Inter-class Discriminative Representation (IDR):
-
Maintains a memory bank of embedding features of generated images.
-
Aligns features to be more similar to corresponding class prototypes.
-
Uses momentum update to update memory bank smoothly.
Training:
-
Combines cross-entropy loss, IMR loss, and IDR loss.
-
Alternately optimizes mapping network parameters and IMR prototypes.
-
Samples latent vectors and selects top ones based on prediction scores.
-
Progressive update of prototypes helps prevent catastrophic forgetting.

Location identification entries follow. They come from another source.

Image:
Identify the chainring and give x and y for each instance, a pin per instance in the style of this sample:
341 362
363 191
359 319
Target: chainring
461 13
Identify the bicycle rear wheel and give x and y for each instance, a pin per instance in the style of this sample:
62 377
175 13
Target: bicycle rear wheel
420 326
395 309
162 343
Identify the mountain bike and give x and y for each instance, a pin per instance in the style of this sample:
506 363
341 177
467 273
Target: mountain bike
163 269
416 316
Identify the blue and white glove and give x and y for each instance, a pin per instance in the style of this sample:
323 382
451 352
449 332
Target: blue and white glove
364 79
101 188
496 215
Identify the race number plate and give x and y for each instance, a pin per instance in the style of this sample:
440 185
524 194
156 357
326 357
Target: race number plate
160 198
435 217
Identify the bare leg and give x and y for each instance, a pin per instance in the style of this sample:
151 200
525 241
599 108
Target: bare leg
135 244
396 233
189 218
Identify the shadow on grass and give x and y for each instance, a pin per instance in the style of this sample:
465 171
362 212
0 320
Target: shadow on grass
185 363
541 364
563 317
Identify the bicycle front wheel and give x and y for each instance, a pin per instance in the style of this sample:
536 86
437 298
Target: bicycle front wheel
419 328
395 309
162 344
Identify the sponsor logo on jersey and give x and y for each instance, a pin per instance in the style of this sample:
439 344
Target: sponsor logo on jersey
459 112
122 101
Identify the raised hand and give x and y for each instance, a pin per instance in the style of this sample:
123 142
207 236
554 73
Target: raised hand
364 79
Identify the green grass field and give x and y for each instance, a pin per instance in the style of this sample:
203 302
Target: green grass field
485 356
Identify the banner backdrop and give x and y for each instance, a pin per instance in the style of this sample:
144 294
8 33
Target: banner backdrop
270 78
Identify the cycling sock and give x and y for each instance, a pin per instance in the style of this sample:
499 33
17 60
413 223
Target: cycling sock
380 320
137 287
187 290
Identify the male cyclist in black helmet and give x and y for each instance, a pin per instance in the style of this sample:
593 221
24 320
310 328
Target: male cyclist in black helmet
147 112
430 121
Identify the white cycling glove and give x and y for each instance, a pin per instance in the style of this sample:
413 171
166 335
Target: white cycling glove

In summary, the key method components are the two types of prototypes (IMR and IDR) that leverage memory to improve the model inversion attack by reusing prior knowledge in an efficient way. The prototypes are optimized along with the mapping network to invert the target model.
High-Level Pseudo Code
Here is the high-level pseudo code for the main method in the paper:
# Input:
# G: Generator (StyleGAN)
# F_phi: Mapping network
# f: Target model
# T: Training epochs
# Initialize:
# IMR prototypes W
# IDR memory bank M (empty)
for i in range(T):
# Sample latent vector
z ~ N(0, I)
# Generate image
x_hat = G(F_phi(z))
# Update mapping network
phi_(i+1) = grad(L_DMMIA)
# Update IMR prototypes
W_(i+1) = grad(L_imr)
# Update IDR memory bank
M_(i+1) = r*M_i + (1-r)*M'_i
# L_DMMIA = L_ce + lambda_1*L_imr + lambda_2*L_idr
Where:
- L_DMMIA is the total loss
- L_ce is the cross-entropy loss
- L_imr is the IMR loss
- L_idr is the IDR loss
The key steps are sampling the latent vectors, generating images, updating the mapping network and prototypes based on the losses, and updating the memory bank. The training loop continues for T epochs to optimize the attack.
Detailed Pseudo Code
Here is a more detailed pseudo code to implement the key components of the Dynamic Memory Model Inversion Attack (DMMIA) method proposed in the paper:
# Hyperparameters
T = # training epochs
N_z = # number of latent vectors
N_w = # number of prototypes
rho = # number of positive prototypes
r = # momentum coefficient
lambda_1, lambda_2 = # loss weights
# Initialize models
G = Pretrained_StyleGAN(...) # Generator
F_phi = MappingNetwork(...) # Mapping network
f = TargetModel(...) # Target model
# Initialize prototypes
W = RandomEmbeddings(N_w, N_d) # IMR prototypes
M = {} # IDR memory bank
for c in range(K):
M[c] = []
for i in range(T):
# Sample latent vectors
Z = [SampleZ() for _ in range(N_z)]
# Get top vectors based on prediction
Z_top = TopK(f(G(F_phi(z))), k=200)
for z in Z_top:
# Generate image
x_hat = G(F_phi(z))
# Class prediction
y_hat = argmax(f(x_hat))
# Get image feature
f_x = FeatureExtractor(x_hat)
# Update mapping network
phi = Optimizer(L_DMMIA)
# Update IMR prototypes
W = Optimizer(L_imr)
# Update IDR memory
M[y_hat].append(f_x)
for c in range(K):
M[c] = r*M[c] + (1-r)*Mean(M[c])
# Loss functions
L_DMMIA = L_ce + lambda_1*L_imr + lambda_2*L_idr
L_imr = -log(p_imr) # IMR likelihood
L_idr = -log(p_idr) # IDR likelihood
The key steps are sampling latent vectors, getting predictions, generating images, extracting features, updating models and prototypes, and updating the memory bank. The training loop runs for T epochs.